# X-chromosome Inactivation Catalyzed by Genes That Escape X-inactivation

> **NIH NIH R01** · UNIVERSITY OF MICHIGAN AT ANN ARBOR · 2020 · $411,848

## Abstract

Abstract
Epigenetic transcriptional regulation is required for a myriad of developmental processes as well as being a
significant contributor to human diseases. X-chromosome inactivation provides an experimentally tractable
system for the dissection of epigenetic inheritance. X-inactivation results in the mitotically-heritable
transcriptional inactivation of one X-chromosome in female mammals, thereby equalizing X-linked gene
dosage between males and females. X-inactivation requires the Xist long non-coding RNA that is expressed
only from the inactive X-chromosome. Current models posit that Xist RNA induction and coating of the X-
chromosome in cis triggers a series of epigenetic events that culminates in X-inactivation.
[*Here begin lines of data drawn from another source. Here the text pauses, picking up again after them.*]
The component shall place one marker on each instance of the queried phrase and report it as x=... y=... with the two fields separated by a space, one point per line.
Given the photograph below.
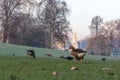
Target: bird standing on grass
x=77 y=53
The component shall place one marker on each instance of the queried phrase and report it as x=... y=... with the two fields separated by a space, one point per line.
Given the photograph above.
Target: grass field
x=22 y=67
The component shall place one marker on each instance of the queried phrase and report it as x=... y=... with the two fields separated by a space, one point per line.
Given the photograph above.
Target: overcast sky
x=82 y=12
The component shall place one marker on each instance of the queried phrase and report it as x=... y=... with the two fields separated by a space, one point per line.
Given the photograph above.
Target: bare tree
x=9 y=9
x=95 y=26
x=52 y=15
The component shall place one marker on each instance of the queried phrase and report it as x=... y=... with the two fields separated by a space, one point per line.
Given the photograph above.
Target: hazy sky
x=82 y=12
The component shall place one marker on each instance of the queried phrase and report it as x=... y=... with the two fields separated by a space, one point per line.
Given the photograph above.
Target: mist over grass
x=22 y=67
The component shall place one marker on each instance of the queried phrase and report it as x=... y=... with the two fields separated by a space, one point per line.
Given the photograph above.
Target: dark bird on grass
x=67 y=57
x=103 y=59
x=31 y=53
x=77 y=53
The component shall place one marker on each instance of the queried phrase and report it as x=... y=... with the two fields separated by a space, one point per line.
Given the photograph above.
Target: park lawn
x=25 y=68
x=22 y=67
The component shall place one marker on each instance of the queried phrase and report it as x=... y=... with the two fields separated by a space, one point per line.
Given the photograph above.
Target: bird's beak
x=69 y=50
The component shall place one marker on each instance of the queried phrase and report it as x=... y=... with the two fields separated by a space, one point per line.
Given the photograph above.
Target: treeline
x=39 y=23
x=105 y=37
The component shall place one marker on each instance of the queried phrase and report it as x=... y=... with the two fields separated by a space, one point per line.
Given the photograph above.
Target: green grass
x=22 y=67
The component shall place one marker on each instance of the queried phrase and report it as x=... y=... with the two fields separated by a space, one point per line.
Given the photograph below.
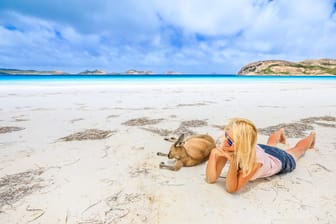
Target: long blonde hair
x=244 y=134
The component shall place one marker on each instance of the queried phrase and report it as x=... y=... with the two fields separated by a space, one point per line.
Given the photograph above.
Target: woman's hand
x=222 y=153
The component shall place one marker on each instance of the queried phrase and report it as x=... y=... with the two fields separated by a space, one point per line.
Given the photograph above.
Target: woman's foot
x=313 y=135
x=282 y=136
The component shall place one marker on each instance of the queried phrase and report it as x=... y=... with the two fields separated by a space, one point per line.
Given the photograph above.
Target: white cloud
x=189 y=35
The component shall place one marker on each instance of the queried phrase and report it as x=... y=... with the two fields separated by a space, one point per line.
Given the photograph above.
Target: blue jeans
x=287 y=160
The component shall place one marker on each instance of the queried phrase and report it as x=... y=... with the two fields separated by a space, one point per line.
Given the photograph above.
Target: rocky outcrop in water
x=320 y=67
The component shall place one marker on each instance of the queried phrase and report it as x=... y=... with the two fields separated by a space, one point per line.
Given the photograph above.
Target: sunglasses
x=229 y=140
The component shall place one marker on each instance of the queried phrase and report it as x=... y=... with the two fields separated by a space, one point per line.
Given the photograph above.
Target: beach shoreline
x=87 y=153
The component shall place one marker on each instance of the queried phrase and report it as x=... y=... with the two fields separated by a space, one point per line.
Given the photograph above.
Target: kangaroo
x=191 y=152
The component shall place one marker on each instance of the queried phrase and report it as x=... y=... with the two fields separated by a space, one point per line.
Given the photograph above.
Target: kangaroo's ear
x=179 y=141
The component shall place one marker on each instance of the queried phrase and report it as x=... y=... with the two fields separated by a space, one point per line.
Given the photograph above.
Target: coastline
x=117 y=178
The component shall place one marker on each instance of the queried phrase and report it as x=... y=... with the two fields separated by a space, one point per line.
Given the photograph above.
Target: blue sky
x=190 y=36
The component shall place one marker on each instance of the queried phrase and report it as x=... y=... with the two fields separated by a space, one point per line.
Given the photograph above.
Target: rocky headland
x=319 y=67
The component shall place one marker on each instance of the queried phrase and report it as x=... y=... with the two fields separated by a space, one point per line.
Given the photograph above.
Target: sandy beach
x=87 y=154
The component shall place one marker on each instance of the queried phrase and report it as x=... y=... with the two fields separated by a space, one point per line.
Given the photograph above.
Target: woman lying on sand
x=249 y=161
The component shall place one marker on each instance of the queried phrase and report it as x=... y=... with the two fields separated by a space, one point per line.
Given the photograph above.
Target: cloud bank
x=192 y=36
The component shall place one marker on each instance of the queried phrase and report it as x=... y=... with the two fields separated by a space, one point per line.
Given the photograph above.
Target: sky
x=189 y=36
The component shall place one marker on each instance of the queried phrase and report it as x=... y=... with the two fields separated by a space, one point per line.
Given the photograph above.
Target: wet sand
x=88 y=155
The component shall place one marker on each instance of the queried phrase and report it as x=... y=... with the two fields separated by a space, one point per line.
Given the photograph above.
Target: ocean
x=152 y=81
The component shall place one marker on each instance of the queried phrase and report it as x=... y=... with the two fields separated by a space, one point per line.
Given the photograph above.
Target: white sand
x=118 y=180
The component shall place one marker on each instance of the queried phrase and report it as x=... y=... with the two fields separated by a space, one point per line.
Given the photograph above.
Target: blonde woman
x=249 y=160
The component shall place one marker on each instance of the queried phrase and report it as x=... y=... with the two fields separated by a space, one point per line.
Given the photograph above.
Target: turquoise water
x=151 y=79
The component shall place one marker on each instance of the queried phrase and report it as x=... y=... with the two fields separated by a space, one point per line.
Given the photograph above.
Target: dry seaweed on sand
x=142 y=121
x=120 y=207
x=9 y=129
x=299 y=129
x=14 y=187
x=321 y=121
x=194 y=123
x=89 y=134
x=293 y=130
x=161 y=132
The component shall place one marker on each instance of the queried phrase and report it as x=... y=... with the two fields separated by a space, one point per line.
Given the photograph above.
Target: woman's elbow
x=210 y=180
x=231 y=189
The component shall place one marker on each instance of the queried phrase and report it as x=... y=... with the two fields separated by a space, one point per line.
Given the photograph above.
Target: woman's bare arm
x=215 y=165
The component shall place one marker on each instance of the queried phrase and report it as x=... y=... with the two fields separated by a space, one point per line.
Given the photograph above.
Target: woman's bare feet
x=282 y=136
x=313 y=135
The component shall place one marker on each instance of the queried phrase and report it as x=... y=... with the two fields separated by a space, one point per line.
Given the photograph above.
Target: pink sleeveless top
x=270 y=164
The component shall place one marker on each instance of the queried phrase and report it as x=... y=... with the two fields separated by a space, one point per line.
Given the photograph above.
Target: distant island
x=315 y=67
x=318 y=67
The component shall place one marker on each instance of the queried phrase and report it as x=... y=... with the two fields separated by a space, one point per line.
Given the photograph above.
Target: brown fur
x=191 y=152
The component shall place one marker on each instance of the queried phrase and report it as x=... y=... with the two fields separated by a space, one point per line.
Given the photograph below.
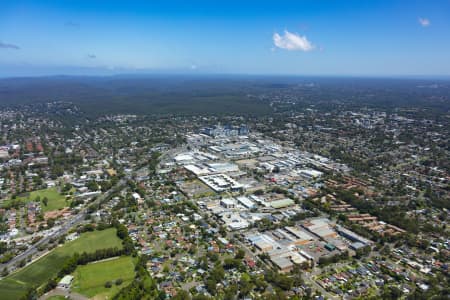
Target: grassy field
x=38 y=273
x=89 y=280
x=56 y=298
x=55 y=199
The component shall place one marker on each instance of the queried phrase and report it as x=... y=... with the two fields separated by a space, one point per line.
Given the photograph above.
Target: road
x=61 y=231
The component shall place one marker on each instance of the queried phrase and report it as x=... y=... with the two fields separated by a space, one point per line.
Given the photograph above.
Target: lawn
x=57 y=297
x=55 y=199
x=89 y=280
x=38 y=273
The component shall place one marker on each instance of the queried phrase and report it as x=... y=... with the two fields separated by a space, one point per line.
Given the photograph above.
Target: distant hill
x=167 y=94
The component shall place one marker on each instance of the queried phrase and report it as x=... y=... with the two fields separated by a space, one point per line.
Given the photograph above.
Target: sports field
x=55 y=199
x=89 y=280
x=39 y=272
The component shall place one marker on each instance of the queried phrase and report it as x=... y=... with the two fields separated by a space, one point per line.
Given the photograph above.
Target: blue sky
x=352 y=37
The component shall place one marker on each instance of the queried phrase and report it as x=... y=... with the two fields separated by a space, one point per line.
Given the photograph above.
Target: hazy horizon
x=306 y=38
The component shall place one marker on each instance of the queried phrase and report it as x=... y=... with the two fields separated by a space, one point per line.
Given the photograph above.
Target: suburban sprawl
x=304 y=202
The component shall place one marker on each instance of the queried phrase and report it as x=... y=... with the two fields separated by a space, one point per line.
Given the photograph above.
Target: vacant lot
x=55 y=199
x=89 y=280
x=38 y=273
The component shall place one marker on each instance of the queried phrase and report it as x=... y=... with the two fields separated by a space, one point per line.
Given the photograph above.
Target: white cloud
x=424 y=22
x=292 y=42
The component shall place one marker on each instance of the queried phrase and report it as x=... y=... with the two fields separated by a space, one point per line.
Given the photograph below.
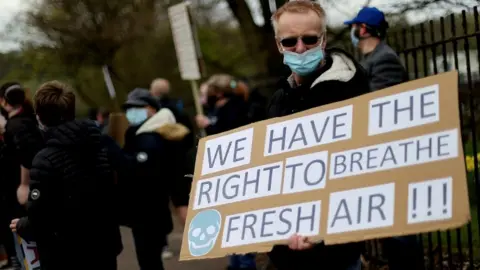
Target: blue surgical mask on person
x=354 y=38
x=304 y=63
x=136 y=116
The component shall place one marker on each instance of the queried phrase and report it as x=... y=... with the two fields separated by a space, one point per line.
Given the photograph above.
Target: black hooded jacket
x=339 y=79
x=71 y=207
x=22 y=141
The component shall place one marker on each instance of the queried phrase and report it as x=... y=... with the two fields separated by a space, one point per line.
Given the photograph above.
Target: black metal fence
x=433 y=47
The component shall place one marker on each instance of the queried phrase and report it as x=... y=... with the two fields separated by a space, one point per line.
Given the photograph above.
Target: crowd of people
x=68 y=186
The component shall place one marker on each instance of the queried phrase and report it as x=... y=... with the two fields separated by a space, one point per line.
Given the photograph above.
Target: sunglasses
x=307 y=40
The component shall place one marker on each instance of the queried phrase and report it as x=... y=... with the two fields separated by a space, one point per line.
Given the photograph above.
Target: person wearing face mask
x=383 y=66
x=319 y=77
x=226 y=107
x=153 y=139
x=23 y=140
x=384 y=69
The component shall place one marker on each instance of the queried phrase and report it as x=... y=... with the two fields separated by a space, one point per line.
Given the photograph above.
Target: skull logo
x=203 y=232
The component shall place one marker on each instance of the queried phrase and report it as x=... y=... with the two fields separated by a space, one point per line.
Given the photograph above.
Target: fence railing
x=429 y=48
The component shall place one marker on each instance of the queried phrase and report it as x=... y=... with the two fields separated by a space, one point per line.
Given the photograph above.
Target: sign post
x=187 y=49
x=384 y=164
x=118 y=123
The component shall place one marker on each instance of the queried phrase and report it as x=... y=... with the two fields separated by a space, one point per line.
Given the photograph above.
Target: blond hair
x=299 y=6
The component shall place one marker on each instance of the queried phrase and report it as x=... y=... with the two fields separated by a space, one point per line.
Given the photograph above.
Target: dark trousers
x=9 y=210
x=149 y=243
x=402 y=252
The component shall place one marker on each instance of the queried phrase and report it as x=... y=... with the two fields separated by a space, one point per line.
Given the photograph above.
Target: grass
x=459 y=238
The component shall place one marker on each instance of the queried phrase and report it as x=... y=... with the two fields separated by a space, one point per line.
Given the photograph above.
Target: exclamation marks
x=429 y=201
x=445 y=198
x=414 y=215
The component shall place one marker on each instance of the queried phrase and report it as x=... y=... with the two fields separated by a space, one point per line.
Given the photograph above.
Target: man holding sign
x=319 y=77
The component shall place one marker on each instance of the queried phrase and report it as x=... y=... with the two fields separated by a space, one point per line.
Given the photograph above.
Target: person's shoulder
x=346 y=76
x=385 y=52
x=44 y=157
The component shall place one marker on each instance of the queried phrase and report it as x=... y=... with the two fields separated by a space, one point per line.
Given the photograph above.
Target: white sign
x=184 y=42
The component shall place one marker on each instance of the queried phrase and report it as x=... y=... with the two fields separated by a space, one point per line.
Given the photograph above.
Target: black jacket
x=339 y=79
x=153 y=177
x=71 y=208
x=22 y=141
x=383 y=67
x=232 y=115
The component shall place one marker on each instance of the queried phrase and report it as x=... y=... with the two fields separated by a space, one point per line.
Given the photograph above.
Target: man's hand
x=297 y=242
x=182 y=213
x=22 y=194
x=13 y=225
x=202 y=121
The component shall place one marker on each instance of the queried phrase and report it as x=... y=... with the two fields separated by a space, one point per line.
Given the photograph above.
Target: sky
x=343 y=10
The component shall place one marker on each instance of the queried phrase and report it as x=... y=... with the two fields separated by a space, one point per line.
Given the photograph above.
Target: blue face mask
x=354 y=38
x=136 y=116
x=305 y=63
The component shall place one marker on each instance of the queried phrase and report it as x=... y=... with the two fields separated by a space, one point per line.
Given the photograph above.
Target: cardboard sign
x=27 y=253
x=388 y=163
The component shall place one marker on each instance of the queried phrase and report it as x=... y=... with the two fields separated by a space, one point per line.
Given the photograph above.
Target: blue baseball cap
x=370 y=16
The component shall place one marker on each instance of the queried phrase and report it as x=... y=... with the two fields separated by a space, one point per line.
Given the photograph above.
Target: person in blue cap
x=383 y=66
x=384 y=69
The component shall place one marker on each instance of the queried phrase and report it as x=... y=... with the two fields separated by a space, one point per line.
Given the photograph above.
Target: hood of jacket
x=165 y=124
x=81 y=135
x=343 y=68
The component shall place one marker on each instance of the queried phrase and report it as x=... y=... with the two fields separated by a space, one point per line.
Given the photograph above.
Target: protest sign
x=27 y=253
x=384 y=164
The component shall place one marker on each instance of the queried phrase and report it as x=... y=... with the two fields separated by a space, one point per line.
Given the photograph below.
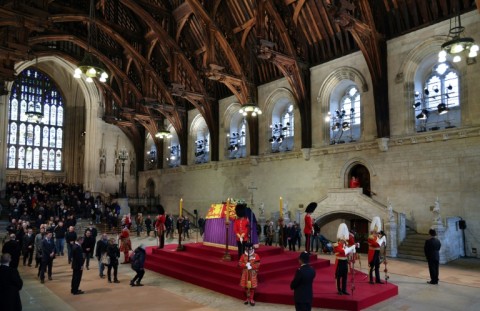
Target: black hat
x=311 y=207
x=241 y=210
x=304 y=257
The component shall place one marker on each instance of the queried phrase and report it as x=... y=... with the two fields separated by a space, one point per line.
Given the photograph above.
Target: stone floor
x=459 y=289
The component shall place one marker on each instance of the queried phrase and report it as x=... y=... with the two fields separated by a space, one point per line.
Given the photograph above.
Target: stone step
x=412 y=246
x=406 y=249
x=412 y=257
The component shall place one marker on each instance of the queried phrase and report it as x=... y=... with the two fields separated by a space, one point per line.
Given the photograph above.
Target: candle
x=227 y=211
x=181 y=207
x=281 y=207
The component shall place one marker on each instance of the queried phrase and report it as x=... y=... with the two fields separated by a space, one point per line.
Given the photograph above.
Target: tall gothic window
x=282 y=127
x=35 y=127
x=344 y=116
x=437 y=105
Notably, how Xist is
selectively induced in females and not at all in males and how it triggers silencing are still unresolved
questions. The objective of this proposal is to address how Xist expression and X-linked gene silencing are
triggered during X-inactivation. Our central hypothesis, based on our published work and preliminary data, is
that genes that escape X-inactivation function as dose-sensitive factors that induce Xist and, separately,
potentiate X-linked gene silencing selectively in females. X-inactivation escapees are expressed from both X-
chromosomes in XX females, including from the otherwise inactivated X-chromosome; hence, their expression
is higher in females compared to XY males. We developed and employed a custom allele-specific RNA-
sequencing pipeline to compile a list of the escape genes in mouse epiblast stem cells, which harbor an
inactive-X. We then prioritized validated escapees that are predicted to be evolutionarily conserved and which
function as transcriptional/chromatin regulators for a role in inducing X-inactivation. In this proposal, we
systematically test the dose-dependent and biochemical activities of two of these escape genes in triggering
Xist expression and X-linked gene silencing using unbiased and integrated high-throughput approaches. The
results are expected to inform how genes along the length of the X-chromosome are silenced and why females
undergo X-inactivation and males do not. The epigenetic factors and mechanisms that execute X-inactivation
are known to overlap with those that regulate embryonic development and disease progression. Thus,
understanding the cascade of epigenetic events that characterizes X-inactivation offers a window into
identifying the common factors and mechanisms that establish epigenetic expression patterns broadly.

## Key facts

- **NIH application ID:** 9978593
- **Project number:** 5R01GM124571-04
- **Recipient organization:** UNIVERSITY OF MICHIGAN AT ANN ARBOR
- **Principal Investigator:** SUNDEEP KALANTRY
- **Activity code:** R01 (R01, R21, SBIR, etc.)
- **Funding institute:** NIH
- **Fiscal year:** 2020
- **Award amount:** $411,848
- **Award type:** 5
- **Project period:** 2017-09-08 → 2022-07-31

## Primary source

NIH RePORTER: https://reporter.nih.gov/project-details/9978593

## Citation

> US National Institutes of Health, RePORTER application 9978593, X-chromosome Inactivation Catalyzed by Genes That Escape X-inactivation (5R01GM124571-04). Retrieved via AI Analytics 2026-05-22 from https://api.ai-analytics.org/grant/nih/9978593. Licensed CC0.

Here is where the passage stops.